12. İş yönetimi: Kaynaklar ve kapasitenin etkin biçimde kullanımına önem verirler. Kaynakların, performans amaçlarıyla uyum içinde ve bu amaçlar doğrultusunda kullanılmasını sağlarlar. Mutlaka siz de böyle yapıyorsunuz. Peki, ne kadar, puanınız kaç ?

13. Bireysel olgunluk: Kişisel gelişimlerine önem verirler. Kendilerine yatırım yapmaya istekli olacak şekilde bilinçlidirler. İş ve özel yaşamları arasındaki dengeyi sağlamışlardır. Sizin denge katsayınız kaç ?

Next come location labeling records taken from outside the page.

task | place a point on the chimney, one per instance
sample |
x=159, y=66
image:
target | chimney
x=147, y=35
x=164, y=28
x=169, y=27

İsmet Hocanın (Prof.Dr.İ.Barutçugil) yetkinliklere ilişkin bu açıklamalarını şu iddialı ifade ile tamamlamak istiyorum:

“Üst yönetim (Kerim’giller) eğer kurumun performansı konusunda bir endişe taşıyorsa sorgulayacağı ilk konu çalışanların (Tosun’giller) yetkinliklerinin ne düzeyde olduğudur”. İşte bu sorgulamayla yüksek performanslı ekip yaratmanın beş temel unsuru ortaya konabilir. Bunlarla,

· Çalışanlar (Tosun’giller) ortak amaçlar doğrultusunda çaba harcamaya özendirilir.

· Aralarındaki ilişkiler düzenlenir.

· Yaratıcı ve uyarıcı iş ortamı desteklenir.

· Yüksek performansa etkili liderlikle erişilir ve süreklilik sağlanır.

Tüm bunlar iş tanımlarında TSA (Tanımlanmış Sorumluluk Alanları) olarak ortaya konmaktadır. O gün gelince bu alanları aşmada ne denli inisiyatif sahibi olduğunuzu da gözlemek isteyecektir Kerim’ler. Belki akla ilk gelecek soru “Kerim bilmediğim soruları sorar mı ?” olacaktır ki ömrim boyunca gördüğüm otorite simgesi olan Kerim kimi zaman tuttuğunu öpecektir ve biz de bunu öğrenme yolculuğunun bir cilvesi olarak göreceğizdir (mi acaba ?).

Ne mutlu yapabilene; yapmaya hazır olana, bu hazırlığına istekliliğini katana.

Yüksek performanslı ekip olma serüveninizde yolunuz hep aydınlık olsun.